Holding: Even though defense counsel could have taken steps to have Plaintiff (former criminal defendant) released from prison sooner after trial court had improperly denied probation after shock incarceration without holding a hearing required by Sec. 559.115, Missouri public policy prohibits a legal malpractice claim against a defense counsel unless the Plaintiff has demonstrated actual innocence; to hold otherwise would allow plaintiffs to benefit financially from their criminal conduct.


Mental Disease or Defect – Competency – Chapter 552
State v. O’Neal, No. ED95274 (Mo. App. E.D. 11/29/11):

Where prosecutor objected to admission of Defendant’s medical records in front of the jury by saying they were“simply a way to avoid the defendant testifying,” this was a direct comment on Defendant’s failure to testify and a mistrial should have been granted.

Facts: Defendant was charged with attempted stealing. As part of his defense, he sought to introduce his medical records with a business records affidavit.
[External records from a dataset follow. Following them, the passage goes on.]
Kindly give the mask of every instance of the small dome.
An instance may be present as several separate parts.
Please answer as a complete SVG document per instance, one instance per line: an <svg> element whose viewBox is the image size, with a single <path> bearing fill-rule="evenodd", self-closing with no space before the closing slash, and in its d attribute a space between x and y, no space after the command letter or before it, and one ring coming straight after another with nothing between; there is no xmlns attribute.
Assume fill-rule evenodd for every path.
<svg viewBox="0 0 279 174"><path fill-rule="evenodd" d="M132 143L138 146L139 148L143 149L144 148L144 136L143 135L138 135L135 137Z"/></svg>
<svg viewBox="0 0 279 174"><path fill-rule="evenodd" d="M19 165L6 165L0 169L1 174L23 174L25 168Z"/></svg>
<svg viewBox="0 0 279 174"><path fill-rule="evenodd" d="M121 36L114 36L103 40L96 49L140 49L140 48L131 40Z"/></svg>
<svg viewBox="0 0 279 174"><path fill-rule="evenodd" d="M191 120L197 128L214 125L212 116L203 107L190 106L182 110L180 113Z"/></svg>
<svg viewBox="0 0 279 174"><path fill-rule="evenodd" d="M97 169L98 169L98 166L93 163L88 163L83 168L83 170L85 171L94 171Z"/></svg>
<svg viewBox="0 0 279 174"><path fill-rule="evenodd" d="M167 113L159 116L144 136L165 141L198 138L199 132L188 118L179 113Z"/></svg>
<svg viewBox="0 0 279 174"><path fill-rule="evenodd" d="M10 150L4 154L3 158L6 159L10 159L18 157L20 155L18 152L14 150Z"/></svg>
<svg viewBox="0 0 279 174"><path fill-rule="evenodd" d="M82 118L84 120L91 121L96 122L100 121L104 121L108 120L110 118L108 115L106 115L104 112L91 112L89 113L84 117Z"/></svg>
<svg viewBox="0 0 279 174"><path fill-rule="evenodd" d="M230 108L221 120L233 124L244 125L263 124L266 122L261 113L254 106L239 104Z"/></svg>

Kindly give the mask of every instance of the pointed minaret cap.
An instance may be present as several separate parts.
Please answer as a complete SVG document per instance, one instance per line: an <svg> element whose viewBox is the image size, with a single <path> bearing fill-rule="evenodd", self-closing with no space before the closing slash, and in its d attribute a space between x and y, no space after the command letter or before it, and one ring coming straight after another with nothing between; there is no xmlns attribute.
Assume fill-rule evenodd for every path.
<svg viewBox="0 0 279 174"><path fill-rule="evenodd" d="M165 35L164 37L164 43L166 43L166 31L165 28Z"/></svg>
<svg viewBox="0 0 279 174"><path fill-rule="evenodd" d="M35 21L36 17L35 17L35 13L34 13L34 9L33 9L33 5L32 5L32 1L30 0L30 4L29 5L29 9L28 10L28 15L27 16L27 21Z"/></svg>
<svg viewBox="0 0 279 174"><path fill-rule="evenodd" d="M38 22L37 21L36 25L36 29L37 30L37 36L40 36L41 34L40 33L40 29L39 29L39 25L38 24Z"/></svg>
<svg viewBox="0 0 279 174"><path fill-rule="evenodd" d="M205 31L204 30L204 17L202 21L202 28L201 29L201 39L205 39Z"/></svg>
The prosecutor objected to the records in front of the jury as “simply a way to avoid the defendant testifying.” Defense counsel objected as violating defendant’s rights not to testify and requested a mistrial, which the trial court overruled.

Holding: A direct reference to a defendant’s failure to testify violates the rights of freedom from self-incrimination and right not to testify under the 5th and 14th Amendments, and Art. I, Sec. 19 Mo. Const. A “direct reference” uses words such as “testify,” “accused” and “defendant.” Here, the prosecutor’s speaking objection in front of the jury was egregious because there had been a prior bench conference about the records at which the State had made an objection that had been overruled. The objection in front of the jury may have prejudiced the jury against Defendant for using the medical records rather than testifying himself. Reversed for new trial.
In the Interest of A.G.R. Juvenile Officer v. A.G.R., No. WD73007 (Mo. App. W.D. 12/27/11):

(1) Where Juvenile is charged with only a “status offense,” Juvenile does not need to be competent for case to proceed; (2) even though Juvenile had been released from court supervision, appeal was not moot where it raised important issues of first impression which might otherwise evade appellate review.

Facts: Juvenile was originally charged with a “delinquency offense” that would have resulted in a felony sex charge if Juvenile were an adult. However, the State filed an amended petition charging only “status offense” acts constituting behavior injurious to the welfare of the child. After a court-ordered competency evaluation, the court found Juvenile to be incompetent. Defense counsel filed a motion to dismiss or to suspend proceedings while Juvenile was incompetent. The court denied the motions. The status offense proceeded to disposition, and Juvenile was ordered placed in care and custody of his mother under supervision of the Children’s Division and court. Juvenile appealed.